Given what we see on BET every day, that should be the least of Bob Johnson's worries.

What should keep him, and the rest of the black entertainment/minstrel show industry up late at night is the prospect that grassroots black activists is beginning to find common cause with the growing movement for a just, fair and democratic media. When that happens their demands will expand to the inclusion of locally driven black-oriented news programming on BET and black radio stations in hundreds of markets, and the opening up of the airwaves to low power and other noncommercial broadcasters that carry local artists and quality content to compete with the minstrel show garbage.

Bob Johnson's worst nightmare would be for a black movement for media justice to capture the creativity and energy of the urban youth that corporate culture so viciously caricatures and for those black activists to recall their almost forgotten spirit of impolite local initiative and civil disobedience. If that happened, protesters demanding a wholesale reshuffling of the media deck would suborn relations between advertisers on black radio, on MTV and BET by convincing them that buying time on stations and outlets that don't do news but manage to air plenty of disrespect is bad business. They might routinely picket "live remotes" and other out-of-studio public appearances of broadcast personalities.

BET is set to hold its annual star-studded and blinged-out 2007 Hip Hop Awards in Atlanta on October 13, for airing on the 17th. We asked Rev.
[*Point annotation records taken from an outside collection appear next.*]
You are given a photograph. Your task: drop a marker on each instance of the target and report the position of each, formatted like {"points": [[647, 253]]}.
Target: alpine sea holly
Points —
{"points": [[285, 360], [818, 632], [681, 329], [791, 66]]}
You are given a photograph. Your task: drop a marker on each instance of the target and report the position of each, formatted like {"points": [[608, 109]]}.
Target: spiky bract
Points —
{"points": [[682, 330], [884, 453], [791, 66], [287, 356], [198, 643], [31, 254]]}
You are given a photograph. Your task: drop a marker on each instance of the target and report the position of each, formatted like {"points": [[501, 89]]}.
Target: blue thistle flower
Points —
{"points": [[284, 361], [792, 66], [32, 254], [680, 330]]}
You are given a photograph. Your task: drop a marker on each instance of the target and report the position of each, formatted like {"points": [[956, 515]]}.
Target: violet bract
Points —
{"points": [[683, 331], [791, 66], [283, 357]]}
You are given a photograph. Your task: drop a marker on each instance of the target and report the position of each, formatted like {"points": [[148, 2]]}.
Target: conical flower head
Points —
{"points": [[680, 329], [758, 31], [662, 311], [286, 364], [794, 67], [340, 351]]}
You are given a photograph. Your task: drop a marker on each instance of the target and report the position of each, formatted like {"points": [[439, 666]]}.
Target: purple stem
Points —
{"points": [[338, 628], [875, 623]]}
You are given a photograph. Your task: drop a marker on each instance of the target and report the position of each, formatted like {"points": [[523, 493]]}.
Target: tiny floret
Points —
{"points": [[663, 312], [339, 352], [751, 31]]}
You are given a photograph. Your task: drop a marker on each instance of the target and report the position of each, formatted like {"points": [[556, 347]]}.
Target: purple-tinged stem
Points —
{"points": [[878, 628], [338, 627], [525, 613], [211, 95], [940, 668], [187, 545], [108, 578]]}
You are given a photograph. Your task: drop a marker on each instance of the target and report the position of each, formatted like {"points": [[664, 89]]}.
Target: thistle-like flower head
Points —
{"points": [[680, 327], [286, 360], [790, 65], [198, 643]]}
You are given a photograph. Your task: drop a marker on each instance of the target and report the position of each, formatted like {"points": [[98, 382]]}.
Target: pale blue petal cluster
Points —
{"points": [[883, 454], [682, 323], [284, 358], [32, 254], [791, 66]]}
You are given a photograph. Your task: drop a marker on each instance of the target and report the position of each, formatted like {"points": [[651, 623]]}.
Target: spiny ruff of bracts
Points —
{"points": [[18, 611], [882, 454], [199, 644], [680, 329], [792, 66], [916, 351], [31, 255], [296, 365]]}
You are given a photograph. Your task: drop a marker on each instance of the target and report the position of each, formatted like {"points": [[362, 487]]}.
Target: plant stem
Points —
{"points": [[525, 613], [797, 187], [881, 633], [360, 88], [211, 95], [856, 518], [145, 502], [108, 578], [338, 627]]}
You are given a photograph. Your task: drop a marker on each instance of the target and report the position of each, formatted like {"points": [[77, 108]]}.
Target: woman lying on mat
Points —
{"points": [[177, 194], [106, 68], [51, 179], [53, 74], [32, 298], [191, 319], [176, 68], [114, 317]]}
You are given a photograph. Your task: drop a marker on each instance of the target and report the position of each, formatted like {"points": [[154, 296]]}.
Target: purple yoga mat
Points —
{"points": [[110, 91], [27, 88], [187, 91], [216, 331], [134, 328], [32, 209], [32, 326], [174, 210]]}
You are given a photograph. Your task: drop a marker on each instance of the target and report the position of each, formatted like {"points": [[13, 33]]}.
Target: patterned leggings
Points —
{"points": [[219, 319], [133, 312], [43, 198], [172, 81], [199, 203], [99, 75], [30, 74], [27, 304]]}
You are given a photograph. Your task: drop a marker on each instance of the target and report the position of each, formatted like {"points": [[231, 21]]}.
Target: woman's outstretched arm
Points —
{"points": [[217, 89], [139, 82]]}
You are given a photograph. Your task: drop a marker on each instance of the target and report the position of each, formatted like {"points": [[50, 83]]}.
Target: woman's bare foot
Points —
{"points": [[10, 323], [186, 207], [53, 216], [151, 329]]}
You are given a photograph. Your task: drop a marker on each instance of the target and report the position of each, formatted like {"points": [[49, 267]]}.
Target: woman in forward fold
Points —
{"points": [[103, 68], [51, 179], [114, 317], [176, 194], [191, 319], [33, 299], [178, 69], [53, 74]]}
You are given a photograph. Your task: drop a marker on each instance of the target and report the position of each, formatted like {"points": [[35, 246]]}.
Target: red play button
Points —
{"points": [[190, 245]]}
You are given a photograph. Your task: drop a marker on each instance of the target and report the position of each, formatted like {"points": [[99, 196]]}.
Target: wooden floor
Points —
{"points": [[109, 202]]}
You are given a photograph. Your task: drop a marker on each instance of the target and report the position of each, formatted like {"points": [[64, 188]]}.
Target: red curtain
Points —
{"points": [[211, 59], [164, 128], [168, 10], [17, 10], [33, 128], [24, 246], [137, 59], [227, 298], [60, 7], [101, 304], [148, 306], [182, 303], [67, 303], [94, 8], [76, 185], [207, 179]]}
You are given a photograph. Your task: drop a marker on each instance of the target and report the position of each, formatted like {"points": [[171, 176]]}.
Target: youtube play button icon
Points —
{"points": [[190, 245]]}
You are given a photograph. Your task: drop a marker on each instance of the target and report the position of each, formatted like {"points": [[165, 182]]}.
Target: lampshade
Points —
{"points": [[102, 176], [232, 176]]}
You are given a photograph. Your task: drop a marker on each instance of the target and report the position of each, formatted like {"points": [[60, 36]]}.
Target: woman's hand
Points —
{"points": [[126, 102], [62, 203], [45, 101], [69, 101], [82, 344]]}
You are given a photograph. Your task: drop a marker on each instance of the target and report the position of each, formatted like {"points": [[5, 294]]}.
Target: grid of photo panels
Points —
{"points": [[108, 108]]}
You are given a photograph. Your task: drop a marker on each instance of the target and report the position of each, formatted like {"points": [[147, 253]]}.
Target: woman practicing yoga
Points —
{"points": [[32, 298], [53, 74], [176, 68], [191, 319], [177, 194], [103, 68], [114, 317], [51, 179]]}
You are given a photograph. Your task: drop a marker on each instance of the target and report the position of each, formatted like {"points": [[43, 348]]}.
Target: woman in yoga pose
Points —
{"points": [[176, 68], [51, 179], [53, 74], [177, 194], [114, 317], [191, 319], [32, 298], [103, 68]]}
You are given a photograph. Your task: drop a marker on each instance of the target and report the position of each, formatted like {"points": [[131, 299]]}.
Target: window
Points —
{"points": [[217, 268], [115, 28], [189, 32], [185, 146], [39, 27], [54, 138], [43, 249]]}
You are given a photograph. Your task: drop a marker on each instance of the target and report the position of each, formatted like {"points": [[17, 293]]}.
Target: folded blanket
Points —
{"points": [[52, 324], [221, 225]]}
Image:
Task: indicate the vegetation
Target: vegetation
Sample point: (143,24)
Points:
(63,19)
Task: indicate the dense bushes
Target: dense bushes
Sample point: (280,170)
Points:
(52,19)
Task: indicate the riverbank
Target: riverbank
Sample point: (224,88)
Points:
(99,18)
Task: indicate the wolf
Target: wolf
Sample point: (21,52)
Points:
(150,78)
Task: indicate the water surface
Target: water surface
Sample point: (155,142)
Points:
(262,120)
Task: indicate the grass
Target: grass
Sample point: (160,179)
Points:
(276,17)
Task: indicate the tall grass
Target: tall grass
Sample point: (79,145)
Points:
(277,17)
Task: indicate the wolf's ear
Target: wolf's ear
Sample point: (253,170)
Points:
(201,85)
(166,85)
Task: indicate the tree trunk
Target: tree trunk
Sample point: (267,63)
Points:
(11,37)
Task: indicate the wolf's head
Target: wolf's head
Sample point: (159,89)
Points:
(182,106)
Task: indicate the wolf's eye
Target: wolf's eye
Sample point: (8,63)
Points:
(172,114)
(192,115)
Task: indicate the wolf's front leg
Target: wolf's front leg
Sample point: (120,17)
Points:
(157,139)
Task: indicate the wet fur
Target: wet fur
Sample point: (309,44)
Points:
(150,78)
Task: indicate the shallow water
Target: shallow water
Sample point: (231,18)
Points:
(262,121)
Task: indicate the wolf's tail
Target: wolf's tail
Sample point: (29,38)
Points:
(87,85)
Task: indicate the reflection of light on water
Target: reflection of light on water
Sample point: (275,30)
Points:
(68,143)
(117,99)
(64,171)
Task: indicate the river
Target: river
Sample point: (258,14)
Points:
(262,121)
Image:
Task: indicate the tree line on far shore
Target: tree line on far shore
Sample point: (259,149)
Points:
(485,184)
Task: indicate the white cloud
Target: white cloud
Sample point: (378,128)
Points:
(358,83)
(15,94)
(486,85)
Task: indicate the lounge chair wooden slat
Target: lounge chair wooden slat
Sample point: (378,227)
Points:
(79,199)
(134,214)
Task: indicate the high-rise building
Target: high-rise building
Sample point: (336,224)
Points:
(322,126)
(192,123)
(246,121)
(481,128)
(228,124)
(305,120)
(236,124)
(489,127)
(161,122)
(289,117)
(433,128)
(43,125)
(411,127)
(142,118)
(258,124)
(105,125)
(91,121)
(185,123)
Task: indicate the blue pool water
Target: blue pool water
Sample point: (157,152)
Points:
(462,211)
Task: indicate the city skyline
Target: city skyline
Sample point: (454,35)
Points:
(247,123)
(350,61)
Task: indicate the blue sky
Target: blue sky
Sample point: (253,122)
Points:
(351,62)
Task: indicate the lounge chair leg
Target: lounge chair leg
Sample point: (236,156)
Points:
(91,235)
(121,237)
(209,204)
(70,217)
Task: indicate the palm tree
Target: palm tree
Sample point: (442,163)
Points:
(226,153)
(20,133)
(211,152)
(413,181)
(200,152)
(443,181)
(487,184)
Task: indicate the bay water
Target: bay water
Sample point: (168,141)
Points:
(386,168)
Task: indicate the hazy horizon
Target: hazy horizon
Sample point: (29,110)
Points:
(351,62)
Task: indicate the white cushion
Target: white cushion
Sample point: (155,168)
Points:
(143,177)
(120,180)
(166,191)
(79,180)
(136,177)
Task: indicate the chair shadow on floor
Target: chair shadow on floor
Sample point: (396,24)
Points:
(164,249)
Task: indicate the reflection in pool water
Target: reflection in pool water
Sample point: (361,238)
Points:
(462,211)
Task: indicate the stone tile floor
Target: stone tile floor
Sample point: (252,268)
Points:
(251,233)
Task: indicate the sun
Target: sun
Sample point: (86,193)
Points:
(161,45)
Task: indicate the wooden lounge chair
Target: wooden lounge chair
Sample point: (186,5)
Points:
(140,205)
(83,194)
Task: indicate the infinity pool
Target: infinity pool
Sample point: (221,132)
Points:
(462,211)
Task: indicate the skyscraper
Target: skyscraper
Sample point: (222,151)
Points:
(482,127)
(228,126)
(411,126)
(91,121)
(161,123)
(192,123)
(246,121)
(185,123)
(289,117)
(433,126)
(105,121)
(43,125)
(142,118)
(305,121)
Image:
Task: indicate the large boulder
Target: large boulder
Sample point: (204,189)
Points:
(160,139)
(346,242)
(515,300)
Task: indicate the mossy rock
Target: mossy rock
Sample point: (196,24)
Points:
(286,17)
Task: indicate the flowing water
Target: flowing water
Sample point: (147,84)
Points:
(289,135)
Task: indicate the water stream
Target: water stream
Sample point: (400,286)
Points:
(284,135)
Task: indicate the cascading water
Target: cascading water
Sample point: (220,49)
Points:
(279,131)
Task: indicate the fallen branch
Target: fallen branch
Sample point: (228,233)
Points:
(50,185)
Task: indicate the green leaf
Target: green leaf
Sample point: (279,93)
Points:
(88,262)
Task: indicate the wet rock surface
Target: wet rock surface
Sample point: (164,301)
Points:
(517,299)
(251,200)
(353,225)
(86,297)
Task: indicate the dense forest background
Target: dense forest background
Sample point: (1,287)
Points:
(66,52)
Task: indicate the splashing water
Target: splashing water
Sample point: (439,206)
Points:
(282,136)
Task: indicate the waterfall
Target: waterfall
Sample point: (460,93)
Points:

Coates of Enough is Enough whether he and thousands of concerned citizens planned to show up at the Atlanta Civic Center that day uninvited.

"We're in touch with a lot of people, including some in Atlanta who might like to do just that," he said. "Se we expect to make a major announcement on our plans for that within the next week. Meanwhile we expect to be back at (BET CEO) Lee's house next Saturday afternoon. Those who want to join us, or just to be informed should check us out online at www.enoughisenoughcampaign.com."

We think it's time for Bob Johnson, Deborah Lee, MTV, Radio One, Clear Channel and the rest of the minstrel show industrial complex to be afraid. Very afraid. And for the rest of us, it's time to be hopeful.